Italian Sausage Soup
Lou Ann Tooker
1 pound Italian sausage
1 cup chopped onions
2 cloves sliced garlic
5 cups beef broth
½ cup water
½ cup dry red wine (or water
2 cups tomatoes or 16 oz. can)
1 cup thinly sliced carrots
½ teaspoon basil
½ teaspoon oregano
1 (8 oz) can tomato sauce
1 ½ cups sliced zucchini
8 oz. small ravioli or noodles
3 T. chopped parsley
1 medium chopped green pepper
Grated parmesan cheese
In 5 quart Dutch oven, brown sausage (no casings).
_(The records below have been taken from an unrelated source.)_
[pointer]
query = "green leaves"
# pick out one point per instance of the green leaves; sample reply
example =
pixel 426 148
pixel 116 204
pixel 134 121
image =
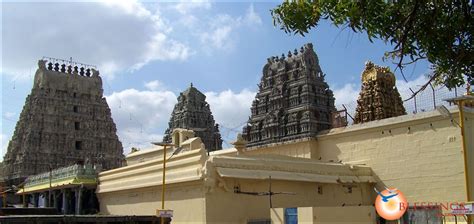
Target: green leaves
pixel 436 30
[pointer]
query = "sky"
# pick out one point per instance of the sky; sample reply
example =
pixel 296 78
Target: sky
pixel 149 52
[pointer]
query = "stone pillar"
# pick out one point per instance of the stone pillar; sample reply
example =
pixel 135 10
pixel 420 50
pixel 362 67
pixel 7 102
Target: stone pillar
pixel 35 199
pixel 78 194
pixel 65 201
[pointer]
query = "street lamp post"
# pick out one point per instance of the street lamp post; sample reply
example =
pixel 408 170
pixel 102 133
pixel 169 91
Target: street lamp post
pixel 163 184
pixel 461 102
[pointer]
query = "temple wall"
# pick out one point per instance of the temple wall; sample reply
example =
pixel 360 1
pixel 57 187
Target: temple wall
pixel 227 207
pixel 186 200
pixel 469 136
pixel 419 154
pixel 301 149
pixel 337 215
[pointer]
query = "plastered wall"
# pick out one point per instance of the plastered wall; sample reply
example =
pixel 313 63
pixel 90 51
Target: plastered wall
pixel 419 154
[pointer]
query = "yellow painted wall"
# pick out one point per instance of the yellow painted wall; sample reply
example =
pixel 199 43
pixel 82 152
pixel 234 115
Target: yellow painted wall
pixel 469 136
pixel 418 154
pixel 337 215
pixel 227 207
pixel 187 201
pixel 297 148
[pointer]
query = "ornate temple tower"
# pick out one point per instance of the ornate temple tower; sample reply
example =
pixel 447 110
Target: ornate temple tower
pixel 65 120
pixel 379 97
pixel 293 100
pixel 192 112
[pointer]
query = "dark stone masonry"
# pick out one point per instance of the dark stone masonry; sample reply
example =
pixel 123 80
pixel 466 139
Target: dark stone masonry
pixel 65 121
pixel 192 112
pixel 293 100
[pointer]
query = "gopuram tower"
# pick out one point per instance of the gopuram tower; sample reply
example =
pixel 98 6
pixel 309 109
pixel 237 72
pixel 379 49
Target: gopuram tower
pixel 192 112
pixel 293 101
pixel 65 121
pixel 379 97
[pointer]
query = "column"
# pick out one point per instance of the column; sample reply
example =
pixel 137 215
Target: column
pixel 78 194
pixel 35 199
pixel 46 201
pixel 65 201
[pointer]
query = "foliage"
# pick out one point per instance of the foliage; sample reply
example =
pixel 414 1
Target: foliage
pixel 439 31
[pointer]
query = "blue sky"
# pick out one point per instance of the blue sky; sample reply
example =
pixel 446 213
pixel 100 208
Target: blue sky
pixel 147 53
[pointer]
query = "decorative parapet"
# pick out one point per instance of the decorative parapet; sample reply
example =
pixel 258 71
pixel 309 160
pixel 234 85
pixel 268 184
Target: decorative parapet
pixel 68 67
pixel 374 72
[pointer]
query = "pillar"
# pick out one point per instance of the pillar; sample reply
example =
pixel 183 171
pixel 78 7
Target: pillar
pixel 46 201
pixel 65 201
pixel 35 199
pixel 78 194
pixel 55 199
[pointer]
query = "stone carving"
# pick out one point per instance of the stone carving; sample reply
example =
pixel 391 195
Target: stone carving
pixel 192 112
pixel 379 97
pixel 289 104
pixel 65 120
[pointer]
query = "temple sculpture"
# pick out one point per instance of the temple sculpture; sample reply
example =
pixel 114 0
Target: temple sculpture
pixel 192 112
pixel 65 121
pixel 293 100
pixel 379 97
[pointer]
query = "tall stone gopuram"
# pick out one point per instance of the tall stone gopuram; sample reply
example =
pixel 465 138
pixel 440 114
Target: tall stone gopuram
pixel 192 112
pixel 379 97
pixel 293 101
pixel 65 120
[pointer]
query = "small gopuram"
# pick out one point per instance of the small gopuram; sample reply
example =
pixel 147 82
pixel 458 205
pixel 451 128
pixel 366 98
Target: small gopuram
pixel 65 121
pixel 192 112
pixel 293 101
pixel 379 97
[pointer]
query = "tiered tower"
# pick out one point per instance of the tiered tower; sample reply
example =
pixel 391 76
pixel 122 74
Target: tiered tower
pixel 192 112
pixel 65 120
pixel 379 97
pixel 293 100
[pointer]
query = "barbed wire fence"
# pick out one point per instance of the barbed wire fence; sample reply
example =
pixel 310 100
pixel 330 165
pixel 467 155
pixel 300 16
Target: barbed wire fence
pixel 426 100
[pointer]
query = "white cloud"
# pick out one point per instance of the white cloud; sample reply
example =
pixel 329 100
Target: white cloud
pixel 185 7
pixel 252 18
pixel 141 116
pixel 114 35
pixel 230 109
pixel 221 30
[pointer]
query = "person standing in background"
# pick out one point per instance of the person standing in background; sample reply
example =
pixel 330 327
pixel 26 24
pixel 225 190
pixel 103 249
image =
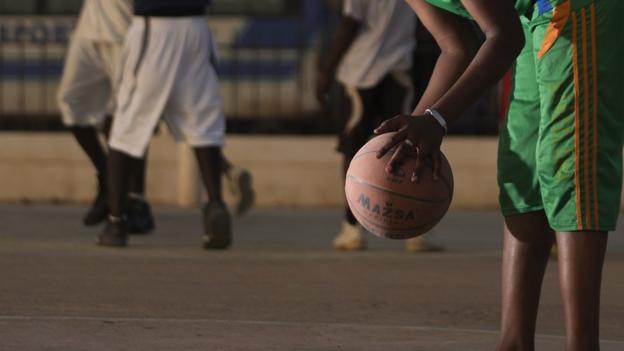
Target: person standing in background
pixel 371 57
pixel 170 74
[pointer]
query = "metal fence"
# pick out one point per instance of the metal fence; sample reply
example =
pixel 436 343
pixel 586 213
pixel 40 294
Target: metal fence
pixel 266 64
pixel 267 58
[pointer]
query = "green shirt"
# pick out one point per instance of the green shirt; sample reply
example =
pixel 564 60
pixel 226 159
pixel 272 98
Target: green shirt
pixel 456 7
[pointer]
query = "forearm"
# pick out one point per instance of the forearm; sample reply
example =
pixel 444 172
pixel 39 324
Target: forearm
pixel 345 35
pixel 448 68
pixel 490 63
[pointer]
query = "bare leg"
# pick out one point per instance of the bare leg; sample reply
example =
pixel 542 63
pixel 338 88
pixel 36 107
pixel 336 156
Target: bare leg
pixel 347 157
pixel 210 162
pixel 581 257
pixel 88 140
pixel 137 176
pixel 526 248
pixel 226 165
pixel 119 169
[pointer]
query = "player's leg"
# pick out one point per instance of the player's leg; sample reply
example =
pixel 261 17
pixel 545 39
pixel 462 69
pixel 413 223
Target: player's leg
pixel 217 222
pixel 83 98
pixel 527 240
pixel 527 235
pixel 354 123
pixel 581 157
pixel 140 217
pixel 396 96
pixel 581 257
pixel 139 214
pixel 115 233
pixel 195 115
pixel 88 139
pixel 240 184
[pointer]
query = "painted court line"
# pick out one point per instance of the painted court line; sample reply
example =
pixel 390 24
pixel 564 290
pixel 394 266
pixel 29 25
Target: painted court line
pixel 272 323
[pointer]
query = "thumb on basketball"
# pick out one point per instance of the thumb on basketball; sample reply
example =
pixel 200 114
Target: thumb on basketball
pixel 436 156
pixel 391 125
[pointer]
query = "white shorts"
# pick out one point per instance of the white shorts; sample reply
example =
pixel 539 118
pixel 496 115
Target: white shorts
pixel 90 77
pixel 168 72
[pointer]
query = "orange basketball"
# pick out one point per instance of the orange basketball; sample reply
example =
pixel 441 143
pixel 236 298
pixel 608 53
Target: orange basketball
pixel 391 205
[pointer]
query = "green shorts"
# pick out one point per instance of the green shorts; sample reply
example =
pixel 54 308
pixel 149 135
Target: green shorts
pixel 561 146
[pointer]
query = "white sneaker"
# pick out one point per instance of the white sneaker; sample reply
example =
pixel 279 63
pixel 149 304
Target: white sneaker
pixel 422 244
pixel 350 238
pixel 240 184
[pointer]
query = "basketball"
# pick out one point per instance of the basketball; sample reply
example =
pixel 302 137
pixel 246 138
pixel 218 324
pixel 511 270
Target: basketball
pixel 391 205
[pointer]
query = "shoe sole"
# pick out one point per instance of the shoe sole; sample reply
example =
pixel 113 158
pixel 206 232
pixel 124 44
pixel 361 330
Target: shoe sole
pixel 218 231
pixel 247 195
pixel 108 242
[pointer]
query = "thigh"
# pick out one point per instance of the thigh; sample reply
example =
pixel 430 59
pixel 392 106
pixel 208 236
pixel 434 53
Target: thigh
pixel 152 58
pixel 359 119
pixel 85 88
pixel 194 113
pixel 517 173
pixel 579 153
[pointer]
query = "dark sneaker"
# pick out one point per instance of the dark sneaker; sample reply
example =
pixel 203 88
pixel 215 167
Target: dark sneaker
pixel 217 227
pixel 115 234
pixel 99 209
pixel 240 183
pixel 140 218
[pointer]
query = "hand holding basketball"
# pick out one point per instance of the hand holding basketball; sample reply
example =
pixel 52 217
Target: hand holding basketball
pixel 416 136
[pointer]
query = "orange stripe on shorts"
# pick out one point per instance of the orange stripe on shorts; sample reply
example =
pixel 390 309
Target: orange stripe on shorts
pixel 577 137
pixel 586 122
pixel 559 19
pixel 592 11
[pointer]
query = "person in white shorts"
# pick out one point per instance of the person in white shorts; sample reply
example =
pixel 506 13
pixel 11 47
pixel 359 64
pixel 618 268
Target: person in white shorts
pixel 169 73
pixel 86 98
pixel 371 57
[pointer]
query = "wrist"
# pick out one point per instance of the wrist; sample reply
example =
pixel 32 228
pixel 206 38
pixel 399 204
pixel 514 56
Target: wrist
pixel 437 116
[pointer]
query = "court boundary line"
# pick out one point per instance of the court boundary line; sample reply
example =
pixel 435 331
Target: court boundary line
pixel 8 318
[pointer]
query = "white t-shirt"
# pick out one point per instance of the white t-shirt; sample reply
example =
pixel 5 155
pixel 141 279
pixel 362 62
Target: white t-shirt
pixel 105 20
pixel 384 44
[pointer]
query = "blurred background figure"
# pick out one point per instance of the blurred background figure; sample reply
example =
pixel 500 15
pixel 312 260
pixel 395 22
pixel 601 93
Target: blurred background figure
pixel 371 57
pixel 86 98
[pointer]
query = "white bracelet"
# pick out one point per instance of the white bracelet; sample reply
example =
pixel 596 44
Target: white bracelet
pixel 438 117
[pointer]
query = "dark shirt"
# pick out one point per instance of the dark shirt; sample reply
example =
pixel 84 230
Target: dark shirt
pixel 170 8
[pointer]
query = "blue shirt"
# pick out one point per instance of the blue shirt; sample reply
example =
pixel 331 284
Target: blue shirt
pixel 170 7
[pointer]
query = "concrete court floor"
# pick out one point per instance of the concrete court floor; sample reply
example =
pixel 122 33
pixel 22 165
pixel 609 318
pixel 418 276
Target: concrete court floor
pixel 280 288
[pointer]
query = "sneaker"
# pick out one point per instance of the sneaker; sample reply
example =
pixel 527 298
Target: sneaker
pixel 217 227
pixel 140 218
pixel 350 238
pixel 115 234
pixel 99 208
pixel 422 244
pixel 240 184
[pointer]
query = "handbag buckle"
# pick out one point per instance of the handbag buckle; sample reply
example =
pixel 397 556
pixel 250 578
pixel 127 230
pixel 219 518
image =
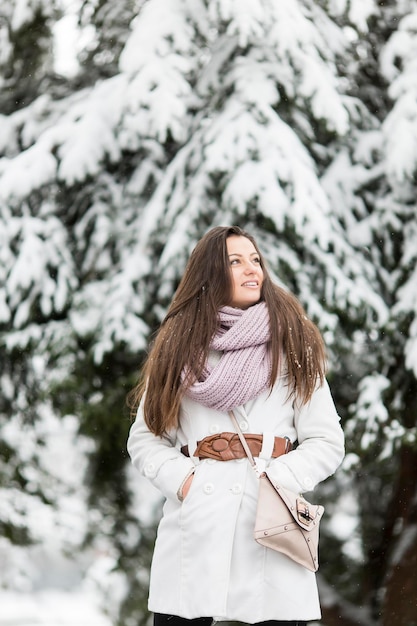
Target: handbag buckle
pixel 303 511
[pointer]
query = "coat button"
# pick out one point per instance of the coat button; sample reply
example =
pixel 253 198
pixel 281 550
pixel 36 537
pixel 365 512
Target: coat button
pixel 150 470
pixel 308 483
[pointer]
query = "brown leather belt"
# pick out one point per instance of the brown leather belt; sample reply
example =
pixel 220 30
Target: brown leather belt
pixel 227 446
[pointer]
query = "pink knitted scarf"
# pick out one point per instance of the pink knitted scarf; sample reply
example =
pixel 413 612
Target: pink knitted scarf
pixel 244 369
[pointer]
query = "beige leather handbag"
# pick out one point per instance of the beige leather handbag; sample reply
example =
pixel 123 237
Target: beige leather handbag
pixel 285 521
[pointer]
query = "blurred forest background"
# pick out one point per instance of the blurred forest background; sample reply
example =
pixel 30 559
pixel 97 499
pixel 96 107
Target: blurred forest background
pixel 119 147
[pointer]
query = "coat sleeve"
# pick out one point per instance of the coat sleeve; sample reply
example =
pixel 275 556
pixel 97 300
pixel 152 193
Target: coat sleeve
pixel 321 445
pixel 157 458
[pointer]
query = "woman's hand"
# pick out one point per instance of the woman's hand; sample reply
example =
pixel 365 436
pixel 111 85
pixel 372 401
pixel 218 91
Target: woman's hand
pixel 186 486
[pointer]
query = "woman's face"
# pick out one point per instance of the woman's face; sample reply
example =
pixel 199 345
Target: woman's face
pixel 247 273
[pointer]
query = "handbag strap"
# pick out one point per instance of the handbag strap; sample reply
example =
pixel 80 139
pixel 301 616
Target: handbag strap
pixel 242 439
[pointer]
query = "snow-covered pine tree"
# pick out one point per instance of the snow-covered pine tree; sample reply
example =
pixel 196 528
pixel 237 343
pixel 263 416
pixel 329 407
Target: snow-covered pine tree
pixel 220 111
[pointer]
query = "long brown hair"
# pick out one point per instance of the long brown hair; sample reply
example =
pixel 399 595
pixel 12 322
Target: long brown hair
pixel 183 340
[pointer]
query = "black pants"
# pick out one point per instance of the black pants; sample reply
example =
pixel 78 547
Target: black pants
pixel 173 620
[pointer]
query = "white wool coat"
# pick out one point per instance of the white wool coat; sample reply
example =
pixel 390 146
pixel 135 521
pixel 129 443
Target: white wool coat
pixel 206 562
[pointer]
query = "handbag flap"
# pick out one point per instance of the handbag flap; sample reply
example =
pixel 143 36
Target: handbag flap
pixel 306 515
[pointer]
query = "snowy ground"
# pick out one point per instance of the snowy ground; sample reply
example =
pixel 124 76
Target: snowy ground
pixel 50 608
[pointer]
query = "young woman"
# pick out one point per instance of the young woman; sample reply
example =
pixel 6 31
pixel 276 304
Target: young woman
pixel 231 339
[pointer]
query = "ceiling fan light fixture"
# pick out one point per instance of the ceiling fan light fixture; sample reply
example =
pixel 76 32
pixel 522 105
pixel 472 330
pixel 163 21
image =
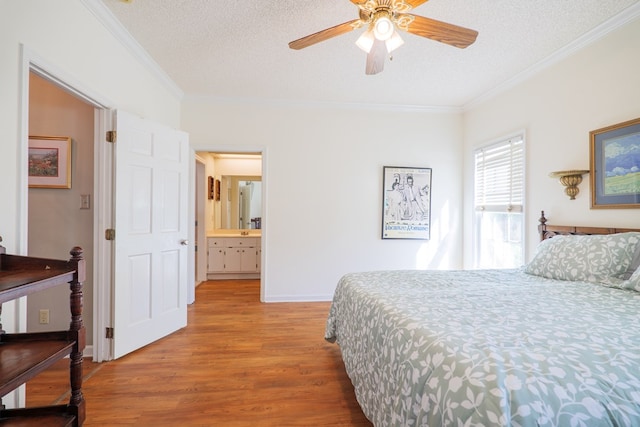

Remove from Dutch oven and drain, reserving 1 Tablespoon drippings in Dutch oven. Saute’ onion and garlic in drippings until tender. Add beef broth, water, wine, tomatoes, carrots, basil, oregano, tomato sauce and sausage. Bring to boil. Reduce heat and simmer uncovered 30 minutes. Skim fat from soup. Stir in zucchini, noodles, parsley and green pepper. Simmer covered another 35 minutes or until noodles are tender. Sprinkle parmesan cheese on top of each serving. Makes 8 (1 ½ cups) servings.